Onu öyle gördüğümde var gücümle koşmaya başladım. Hemen varmalıydım köye ve bir doktor getirmeliydim. Belki bir hemşire. Hangisi çare olacaksa. Ona ne olduğunu anlamamıştık, ne o ne ben. Öylece yerde yatıyor ve ses çıkaramıyordu. Göz kapakları inmişti. İlkin seslendim. Sonra dürttüm. Tepki vermedi. Soluğunu kontrol ettim, nefes alıyordu. İşte o an koşmaya başladım. Yani görür görmez değil, ilkte söylediğim gibi.

Bizim buralar koşulacak yerler değil. Koştukça toprak kalkar önüne bir set koyar. Gözlerine doluşur toprak parçaları. Burnundan içeri girmek için solukla yarış ederler. Acelen mi var, Allah seni bu arazilerde koşmağa düşürmesin. İnsanın acısını birden ona çıkarıyorlar. Tahminimce üç yahut dört kilometre koşmuştum. Uzaklardan bir ses işittim. Koşmaya devam edecektim ama ses göğü yarar gibi sızlıyordu. Durdum. Kalbim şakaklarımda atıyordu, yüreğim şakaklarımdan çıkacak gibiydi. Boğazıma bir ağrı oturdu. Sesi işitmeye çalıştım fakat duyamadım. O sesin bir sanrıdan ibaret olduğuna inandırdım kendimi, birkaç saniye içinde. Çünkü o görüntü geldi gözümün önüne. Üç beş kilometre geride bıraktığım görüntü. Adalelerimi dinlemeden devam ettim. Bu dünya yorulmak içindir dedim kendime. Koştukça toprak, setler kurdu önüme. Çelme takmaya kalkıştı ama başaramadı. Yolun nereye gittiğini bilmeden koştum çünkü dünyada her yol aynı yere çıkıyordu. Daha da hızlanmalıyım çünkü her şeyimi kaybedebilirim. Ama şu ses nasıl ve niçin yükseliyor hangi dağların ardından. Keşke görebilsem. Kimsin diye. Biliyorum hangi dağın ardındaysan ve kimsen, niçin bu sesleri çıkarıyorsun. Ne kadar yaklaşsam da ulaşamam sana. Bunu bilerek ve beni aldatmaya çalışarak yapıyorsun bunu. Geldiğim yeri unutmamalıyım seni duysam da. Bu yüzden daha çok koşuyorum. Kerahat vaktinin turunculuğu bir de konuyor önüme set diye. Günlerden cuma olsa keşke diyorum. Bugünün hangi gün olacağının yıllar önce belirlendiğini bilerek. Olsun diyorum. Olsun. Başka çarem olmadığını bilerek. Olsun.

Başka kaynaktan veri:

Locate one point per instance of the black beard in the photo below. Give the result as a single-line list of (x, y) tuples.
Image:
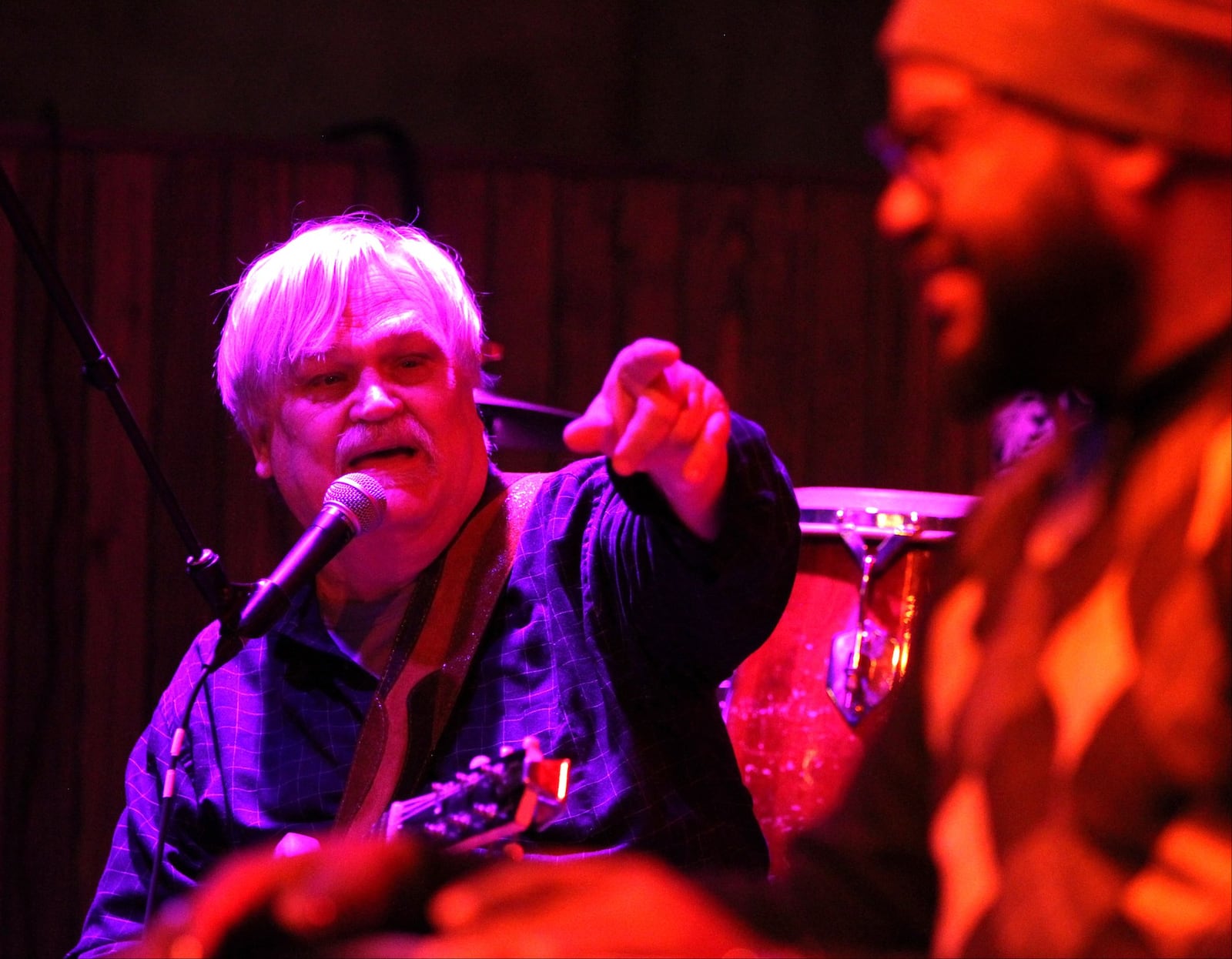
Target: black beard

Tozu toprağı kaldıranın bir motor olduğunu fark ediyorum. Uzaklarda, sesini işitiyorum sadece. Daha hızlı koş. Daha da. Daha da. Bağır. Dursun motor. Daha yüksek. Ulaş motora. Bu toprak yolda ne kadar hızlı gidebilir ki? Daha hızlı koş.

Akşam hiç olmadı. Meğer hep batıya koşmuşum. Motoru gördüm. Durmuş vaziyetteydi. Onu gördüğümde yavaşladım. Nefesimi düzenlemeye çalıştıysam da olmadı. Bir kilometre kadar yürüdüm hızlı adımlarla. Aradığım oradaydı. Motorun arkasında kırmızı hilal vardı. Ne kadar şükretsem az dedim. Yaklaştım ki orta yaşta bir adam. Beyaz önlüklü. Kim benden önce varmış da birilerini çağırmış dedim. Sade ben duydum. Niye orada yatıyorsun ben, diye merak etmedim hiç.